Jocelyn Gonzalez and Ximena Solorzano

SkillsUSA, whether you’ve heard it or not, is an integral part of Downey High. A nonprofit national education association, they aspire to prepare American students for careers in trade, skilled service occupations, and the technical workforce. Every year, students across various classes are chosen to represent the chapter in the likes of these competitions, varying from Welding and Aviation Technology to Quizbowl and Product Design.


In SkillsUSA, students not only compete, starting at the regional level to Nationals in Atlanta, Georgia but also acquire real-world skills that can be applied to their lives and future careers. Skills such as patience, resilience, and problem-solving can transfer to the workforce as students are competing in career-based events. President of Downey Skills Club and competitor in the Graphic Imaging Sublimation Victoria Garcia, 12, describes the various abilities she’s acquired from competing in several competitions.  

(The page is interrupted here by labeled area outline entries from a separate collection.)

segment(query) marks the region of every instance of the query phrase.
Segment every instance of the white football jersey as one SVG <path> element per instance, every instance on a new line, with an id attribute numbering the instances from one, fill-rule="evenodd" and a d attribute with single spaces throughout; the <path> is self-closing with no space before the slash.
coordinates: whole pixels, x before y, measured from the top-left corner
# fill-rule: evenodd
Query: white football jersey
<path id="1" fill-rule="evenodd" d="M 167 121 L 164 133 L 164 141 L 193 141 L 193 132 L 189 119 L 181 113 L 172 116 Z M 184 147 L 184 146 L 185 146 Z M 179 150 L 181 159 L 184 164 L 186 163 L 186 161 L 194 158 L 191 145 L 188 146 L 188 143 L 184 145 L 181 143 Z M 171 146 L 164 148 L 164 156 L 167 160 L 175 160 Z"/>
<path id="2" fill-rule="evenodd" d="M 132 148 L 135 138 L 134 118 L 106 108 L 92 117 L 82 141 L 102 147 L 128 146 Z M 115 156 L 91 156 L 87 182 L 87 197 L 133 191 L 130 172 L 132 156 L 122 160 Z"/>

“The most important skills I learned from the competition are leadership, communication, and networking skills. I strive to become an engineer so these skills will be very useful when I am a part of a team on a project” Garcia stated. “I am going to be better equipped to be a leader and my communicate within team members. Networking will allow me to continue expand my career in engineering and continue meeting a diverse array of people in my field!”


SkillsUSA, commonly called Skills, aids students in not only building life-lasting skills but making lasting friendships, as described by Junior Esmeralda Villegas, who is competing in Human Resource Pathways. 


“My experience in SkillsUSA has been very fun and challenging, working with my teammates in creating the final tri-fold poster. It was a lot of trial and error in creating our board, the 6th one being our final one” Villegas said. “I liked how SkillsUSA helped all of us competing come together — we become closer because of practices almost every day.”


While these competitions can be stressful and nerve-wracking, students are prepared and get a preview of the workforce. Not only does a CTE class have the opportunity to compete in SkillsUSA, but they also give students an opportunity to experience and discover different career options. Senior Elaine Barraza, a part of Early Childhood Education and Human Services, explains how participating in such competition allows her to be competitive after graduating.


“I believe SkillsUSA does a great job of preparing us for the real world through the competition process. As a part of our competition we have to make resumes, be professional, and compete as if we already are in the real world” Villegas said. “Through all of that, it gives us experience and helps us feel better prepared and experienced. The SkillsUSA mission is, “to empower members to become world-class workers, leaders, and responsible American citizens” and it definitely helps.”


As students wear the red blazers in pride as they represent DHS, SkillsUSA is a great opportunity to develop professional skills in the workplace and grow academically and as an individual!